October 26, 2005 Austin, TX -- General Bandwidth announced that it has implemented its PseudoWire Emulation End-to-End (PWE3) technology in its G6 Universal Media Gateway. The company says the technology allows carriers to migrate legacy services onto video and data packet networks incorporating IPTV/FTTN and GPON platforms.
According to the company, with the advent of IPTV and packet technologies, carriers often have two very different access networks - an older one based in TDM and a newer one based on packet and IP technologies. Carriers, says the company, are therefore faced with the difficult prospect of either maintaining their old and new access networks, or incurring the costs of migrating all TDM customers to packet-based services such as VoIP.
The company says that PWE3 technology provides another access packetization option that has inherent advantages over VoIP. According to the company, as an emerging standard supported by the Metro Ethernet Forum and IETF, the PWE3 technology enables legacy service transport over Ethernet, IP, and MPLS networks, including support for both TDM-based voice and point-to-point data services. Requiring no protocol conversions, the company says that PWE3 performs a simple packetization of the TDM information so that it can be transported through the packet access network but remain unchanged at either destination, according to the company.

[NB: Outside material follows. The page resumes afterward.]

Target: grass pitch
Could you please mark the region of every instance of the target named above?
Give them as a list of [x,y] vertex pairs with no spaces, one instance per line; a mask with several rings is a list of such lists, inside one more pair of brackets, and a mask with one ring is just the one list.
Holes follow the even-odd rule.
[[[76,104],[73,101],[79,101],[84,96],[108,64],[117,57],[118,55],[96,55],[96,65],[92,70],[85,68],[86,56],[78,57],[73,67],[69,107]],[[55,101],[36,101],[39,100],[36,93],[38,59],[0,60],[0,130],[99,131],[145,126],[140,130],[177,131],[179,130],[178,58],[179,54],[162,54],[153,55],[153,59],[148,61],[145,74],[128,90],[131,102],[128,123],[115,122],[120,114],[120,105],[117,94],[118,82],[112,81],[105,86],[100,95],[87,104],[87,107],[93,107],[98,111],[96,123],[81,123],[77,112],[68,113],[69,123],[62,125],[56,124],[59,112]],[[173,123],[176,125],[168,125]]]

The company notes that Digital Loop Carriers (DLCs) and business services like T1 and PRI make up a large component of the TDM access network, and these services can be easily transported over the IPTV packet network via PWE3. The company says its NEBS3-certified, carrier class G6 platform serves as the central office or headend aggregation point and terminates these PWE3 TDM services into Class 5 switches or routers. However, according to the company, when a customer eventually subscribes to new VoIP services, a unique feature of the G6 platform allows it to convert the TDM voice traffic to VoIP for control by softswitches or SIP application servers.
"Moving to a single, unified access network is now a reachable goal," contends Charles Vogt, president and CEO of General Bandwidth. "No service provider wants to be burdened by the costs of operating two vastly different networks, and we have developed a universal, cost-effective solution to ensure that legacy services can easily be transported over these new access networks and connected to either their legacy or next generation destinations."